A firefight erupted on Saturday when an unknown number of heavily-armed men stormed the base in Jammu, the second-largest city in the disputed Himalayan region bordering Pakistan.

India’s army chief, Bipin Rawat, reached Jammu on Sunday morning to review the operation.

Nine others, including women and children, were injured in the attack that the Indian army blamed on Pakistan-based JeM.

The director general of police for Jammu and Kashmir, S.P. Vaid, said communications intercepts “suggest that the terrorists involved in the attack belong to Jaish-e-Mohammad group”.
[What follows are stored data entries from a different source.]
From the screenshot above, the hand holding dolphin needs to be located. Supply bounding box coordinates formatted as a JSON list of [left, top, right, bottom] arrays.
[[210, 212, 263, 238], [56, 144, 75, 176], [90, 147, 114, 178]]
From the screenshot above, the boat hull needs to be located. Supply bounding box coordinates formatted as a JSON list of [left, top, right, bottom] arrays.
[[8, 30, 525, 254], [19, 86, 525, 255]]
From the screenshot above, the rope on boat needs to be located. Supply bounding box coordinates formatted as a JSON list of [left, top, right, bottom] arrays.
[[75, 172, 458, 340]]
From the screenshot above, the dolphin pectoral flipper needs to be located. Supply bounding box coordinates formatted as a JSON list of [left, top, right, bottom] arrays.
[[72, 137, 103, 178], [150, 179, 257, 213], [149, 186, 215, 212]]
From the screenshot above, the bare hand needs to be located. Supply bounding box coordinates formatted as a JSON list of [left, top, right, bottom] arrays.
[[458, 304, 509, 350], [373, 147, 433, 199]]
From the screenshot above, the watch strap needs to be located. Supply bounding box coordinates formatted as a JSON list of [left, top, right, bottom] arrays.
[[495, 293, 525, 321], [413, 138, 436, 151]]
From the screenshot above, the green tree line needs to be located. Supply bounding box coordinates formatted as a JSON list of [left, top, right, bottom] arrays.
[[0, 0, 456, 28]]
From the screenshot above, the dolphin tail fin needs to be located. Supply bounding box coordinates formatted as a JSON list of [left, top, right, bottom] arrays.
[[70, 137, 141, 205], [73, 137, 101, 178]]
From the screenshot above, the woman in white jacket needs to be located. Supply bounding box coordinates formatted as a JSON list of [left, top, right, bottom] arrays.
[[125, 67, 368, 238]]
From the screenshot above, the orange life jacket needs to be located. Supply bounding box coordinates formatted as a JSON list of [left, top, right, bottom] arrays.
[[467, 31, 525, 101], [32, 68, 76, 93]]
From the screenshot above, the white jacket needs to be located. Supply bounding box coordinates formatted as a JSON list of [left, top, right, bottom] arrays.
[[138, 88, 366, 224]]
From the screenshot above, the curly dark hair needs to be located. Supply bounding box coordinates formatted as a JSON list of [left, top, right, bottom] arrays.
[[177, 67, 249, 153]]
Meanwhile, Pakistan rejected Indian allegations regarding the attack on the military camp in held Kashmir.

In a statement issued in Islamabad, Foreign Office spokesperson Dr Muhammad Faisal said it was a pattern that Indian officials made irresponsible statements even before any investigation into any incident had been initiated.

“We are confident that the world community would take due cognisance of India’s smear campaign against Pakistan, and the deliberate creation of war hysteria,” he said.

Local broadcasters showed tanks rolling into the Sunjawan army camp late on Saturday evening and a helicopter hovering overhead as the attack unfolded.

Police said the assault began around 4:55am on Saturday when guards came under a hail of bullets near the base’s boundary wall.

The intruders took positions inside a residential complex meant for soldiers’ families as the army launched a counter-offensive to drive them out.